Original Research: Historical Thought and Source Interpretation

Biblical Languages: Challenges for postgraduate supervision in Old and New Testament Studies

Lodewyk Sutton
HTS Teologiese Studies / Theological Studies | Vol 79, No 2 | a8487 | DOI: https://doi.org/10.4102/hts.v79i2.8487 | © 2023 Lodewyk Sutton | This work is licensed under CC Attribution 4.0
Submitted: 23 January 2023 | Published: 22 June 2023

About the author(s)

Lodewyk Sutton, Department of Old and New Testament Studies, Faculty of Theology and Religion, University of the Free State, Bloemfontein, South Africa

Abstract

In South Africa and in many other countries in Africa and around the globe, the demand for more Doctor of Philosophy (PhD) candidates has increased. With such a demand, a number of challenges also arise. In the discipline of Theology, these challenges are becoming apparent in Old and New Testament Studies, where these fields are experiencing a declining number of students enrolling for biblical languages. This problem is enhanced as the current inherent requirement to study for a PhD in Old Testament is that one must have a knowledge of Biblical Hebrew (and Aramaic), and for New Testament, one needs Greek at an advanced level. Supervisors are challenged more and more to defend these requirements that are complicated by the developmental goals of institutions that require that the number of PhD candidates be increased. In this article, the challenges faced by PhD supervisors (and candidates) in respect of students wanting to enrol for PhDs in Old and New Testament without the necessary requirements are considered, and a case is made as to why it is essential that these students have a background in biblical languages. If students do not take the biblical languages as part of their (undergraduate) studies, immediate concerns for the future of Old and New Testament research and biblical translations (and ministry) are raised. The article concludes with possible suggestions for addressing some of these concerns.

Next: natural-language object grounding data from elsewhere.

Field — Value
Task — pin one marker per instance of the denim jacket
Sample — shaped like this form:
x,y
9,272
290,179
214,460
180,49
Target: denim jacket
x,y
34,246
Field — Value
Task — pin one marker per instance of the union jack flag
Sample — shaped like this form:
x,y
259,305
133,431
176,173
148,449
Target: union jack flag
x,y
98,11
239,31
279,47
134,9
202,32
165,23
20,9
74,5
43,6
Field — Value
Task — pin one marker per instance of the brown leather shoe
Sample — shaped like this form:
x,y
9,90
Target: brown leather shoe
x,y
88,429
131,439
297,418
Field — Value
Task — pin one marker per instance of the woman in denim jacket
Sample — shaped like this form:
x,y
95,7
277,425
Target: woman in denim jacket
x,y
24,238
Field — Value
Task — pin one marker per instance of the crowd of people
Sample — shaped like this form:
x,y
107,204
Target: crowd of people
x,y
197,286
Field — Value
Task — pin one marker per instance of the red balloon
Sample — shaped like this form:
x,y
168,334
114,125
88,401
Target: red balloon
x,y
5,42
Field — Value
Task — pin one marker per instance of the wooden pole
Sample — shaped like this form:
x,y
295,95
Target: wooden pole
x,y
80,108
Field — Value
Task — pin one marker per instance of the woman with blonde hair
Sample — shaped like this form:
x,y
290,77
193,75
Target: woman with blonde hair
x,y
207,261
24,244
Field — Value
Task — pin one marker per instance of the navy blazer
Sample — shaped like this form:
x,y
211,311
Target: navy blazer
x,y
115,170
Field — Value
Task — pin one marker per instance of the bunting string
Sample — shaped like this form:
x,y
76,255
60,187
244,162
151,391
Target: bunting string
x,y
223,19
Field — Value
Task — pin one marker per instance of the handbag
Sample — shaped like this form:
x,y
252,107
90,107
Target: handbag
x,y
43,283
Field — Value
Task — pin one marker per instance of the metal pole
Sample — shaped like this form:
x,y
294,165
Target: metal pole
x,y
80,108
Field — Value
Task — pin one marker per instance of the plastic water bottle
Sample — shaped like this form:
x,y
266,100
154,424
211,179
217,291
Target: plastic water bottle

Contribution: This article makes an interdisciplinary contribution based on current challenges experienced in the education and supervision of postgraduate studies in the fields of Old Testament and New Testament and on the development and training of postgraduate supervisors in practical education as to contribute to the relevance and practice of theological education today and the future.


Keywords

Old and New Testament Supervision; doctoral supervision; Biblical Hebrew and Greek; teaching and learning; postgraduate studies.